Yes, their situation is not a good one to be in, their relationship is not a relationship two siblings, or people, can handle and the way the film treats the characters can, sometimes, be a bit clichéd. However, there’s another side to Shame that’s really interesting. And that’s how it combines these incredibly miserable situations with very beautiful, formally, shots and artful cinematography. Lyrical music scores the most horrible of scenes, both for the characters and for the audience in a film where form is subverted by meaning constantly. Brandon’s life, physique, apartment, clothes and smile can fool you that he’s living the American dream. Sissy sings ‘New York, New York’ in one of the most moving and haunting scenes of the film, with a mesmerizing delivery by Carey Mulligan herself, it seems. This is a song about ‘making it anywhere’ but, here, it’s turned into a nostalgic tune about dreams that never came true.
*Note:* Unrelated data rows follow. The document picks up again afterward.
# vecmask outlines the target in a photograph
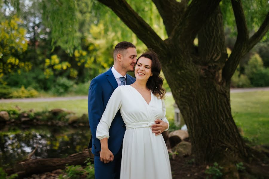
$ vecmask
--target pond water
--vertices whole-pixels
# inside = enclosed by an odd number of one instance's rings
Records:
[[[62,158],[88,146],[89,127],[7,125],[0,129],[0,167],[8,168],[27,158]]]

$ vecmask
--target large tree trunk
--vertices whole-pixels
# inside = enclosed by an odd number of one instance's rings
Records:
[[[188,127],[196,162],[238,161],[247,156],[232,116],[230,83],[240,59],[269,29],[269,13],[250,38],[241,1],[231,0],[238,35],[228,58],[220,0],[167,0],[164,3],[153,0],[169,36],[164,40],[125,0],[98,1],[159,55],[162,70]],[[193,40],[197,35],[199,44],[195,46]]]

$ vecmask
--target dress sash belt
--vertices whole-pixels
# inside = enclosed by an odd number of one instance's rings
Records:
[[[155,124],[155,122],[142,122],[135,123],[126,124],[125,126],[126,129],[131,129],[135,128],[142,128],[142,127],[149,127],[152,124]]]

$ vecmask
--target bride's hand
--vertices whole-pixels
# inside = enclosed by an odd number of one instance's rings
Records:
[[[100,160],[105,163],[112,162],[114,159],[114,155],[108,148],[101,149],[100,151]]]
[[[168,128],[168,124],[161,119],[157,119],[155,120],[155,124],[152,125],[151,129],[152,132],[157,135],[162,133],[162,132]]]

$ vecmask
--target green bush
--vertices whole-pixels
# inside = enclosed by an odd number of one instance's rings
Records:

Ultimately, Shame offers a critique of what the American dream can conceal under its attractive veneer and how middle-class America has succeeded in having nothing as it has eliminated all meaningful human contact. And while the tiniest glimmer of hope appears at the last minute, we’re unsure if it’s going to be enough. Can you handle it? I have to be honest. As thought-provoking an experience it was, I wasn’t able to quite handle it.